One of my favorite examples is “Hick’s law” which shows that with a number of options, the effort of decision-making is increasing. It leads us back to the overwhelming experience on the Booking accommodation page that improved over time with a minimized number of options.

🎯Action item: apply 1 new cognitive bias to your next design exploration.

4. Optimize for quality and speed of learning.

Sometimes we’re hiding design from the real users trying to make it better and achieve some perfection. If we’re over-polishing the solution for months, we’re holding ourselves back from learning.

User testing is a great method, but not always applicable. Most reliable and high-quality learnings can be received when we gave our solution to users' hands to explore it in real environments. Don’t be afraid to cut unnecessary edges to validate it faster.

🎯Action item: say NO to one unnecessary perfection to move faster.

5. Measure your design success with business impact.

During a recent conversation with Willie Tran (Group Growth PM at Dropbox), we explored how the definition of success for a designer has evolved. It’s no longer just about creating a beautiful and consistent solution — designers are now also judged by the impact their work has on the product. In other words, a great design is not enough; it must also drive meaningful results for the business.

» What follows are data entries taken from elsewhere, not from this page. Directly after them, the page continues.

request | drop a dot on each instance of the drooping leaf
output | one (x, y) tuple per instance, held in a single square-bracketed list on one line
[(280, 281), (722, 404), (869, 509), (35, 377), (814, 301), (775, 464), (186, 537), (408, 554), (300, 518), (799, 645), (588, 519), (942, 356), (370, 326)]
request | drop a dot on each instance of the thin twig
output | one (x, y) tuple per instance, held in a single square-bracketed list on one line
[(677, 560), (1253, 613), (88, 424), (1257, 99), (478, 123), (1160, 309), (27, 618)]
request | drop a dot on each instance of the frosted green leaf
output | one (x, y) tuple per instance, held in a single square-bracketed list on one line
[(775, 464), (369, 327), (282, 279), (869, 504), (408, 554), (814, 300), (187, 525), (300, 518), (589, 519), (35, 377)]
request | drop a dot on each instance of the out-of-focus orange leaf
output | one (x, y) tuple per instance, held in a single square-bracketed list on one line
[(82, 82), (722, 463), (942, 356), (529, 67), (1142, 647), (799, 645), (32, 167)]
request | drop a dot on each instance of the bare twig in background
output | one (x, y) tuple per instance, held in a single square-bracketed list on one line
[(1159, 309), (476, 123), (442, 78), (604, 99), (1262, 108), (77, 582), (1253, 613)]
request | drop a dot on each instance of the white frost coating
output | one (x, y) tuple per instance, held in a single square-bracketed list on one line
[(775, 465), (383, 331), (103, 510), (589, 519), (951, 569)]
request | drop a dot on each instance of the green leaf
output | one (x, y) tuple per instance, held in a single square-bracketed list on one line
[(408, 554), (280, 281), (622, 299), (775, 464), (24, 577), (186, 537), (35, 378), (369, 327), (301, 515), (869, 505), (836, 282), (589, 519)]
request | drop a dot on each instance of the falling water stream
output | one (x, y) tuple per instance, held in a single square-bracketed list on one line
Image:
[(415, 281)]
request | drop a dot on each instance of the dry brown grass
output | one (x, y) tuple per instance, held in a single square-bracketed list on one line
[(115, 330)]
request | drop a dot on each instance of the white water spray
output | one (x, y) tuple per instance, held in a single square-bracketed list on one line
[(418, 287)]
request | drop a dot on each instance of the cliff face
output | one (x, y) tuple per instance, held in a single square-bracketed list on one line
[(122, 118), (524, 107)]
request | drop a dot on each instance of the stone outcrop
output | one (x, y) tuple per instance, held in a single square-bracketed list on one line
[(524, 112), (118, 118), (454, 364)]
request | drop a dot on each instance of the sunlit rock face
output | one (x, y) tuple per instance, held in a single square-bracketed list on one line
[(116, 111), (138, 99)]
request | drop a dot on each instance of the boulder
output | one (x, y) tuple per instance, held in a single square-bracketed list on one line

HBR summarized the power of impactful experiments and gave many examples, such as this one:

At Bing, a small headline change an employee proposed was deemed a low priority and shelved for months until one engineer decided to do a quick online controlled experiment — an A/B test — to try it out. The test showed that the change increased revenue by an astonishing 12%. It ended up being the best revenue-generating idea Bing ever had, worth $100 million.

We had a similar story at Miro. The designer proposed an idea about a sign-up button that was in the backlog for a year. A year later the team released and learned that it had the most significant impact on Acqusion ever. Don’t underestimate the value of these quick wins, and don’t hold yourself back from executing them.

🎯Action item: uncover 1 quick win and prioritize it right now.

What’s next — apply it!

A growth mindset is not just about particular design principles, it’s also about openness to new ways of working and experimentation. Thinking about the next project, try to think what might be one of the principles you’d like to take with you and give it a try.

Summary of 5 Growth design principles 💜

If you’re ready to dive even deeper and take it into action — start with these 5 call-to-actions 🎯

  1. Ask 1 data question and create a clear hypothesis for your ongoing project;
  2. Run 1 experiment and re-run it with 1 new iteration;
  3. Apply 1 new cognitive bias to your next design exploration;
  4. Say NO to one unnecessary perfection to move faster;
  5. Uncover 1 quick win and prioritize it right now.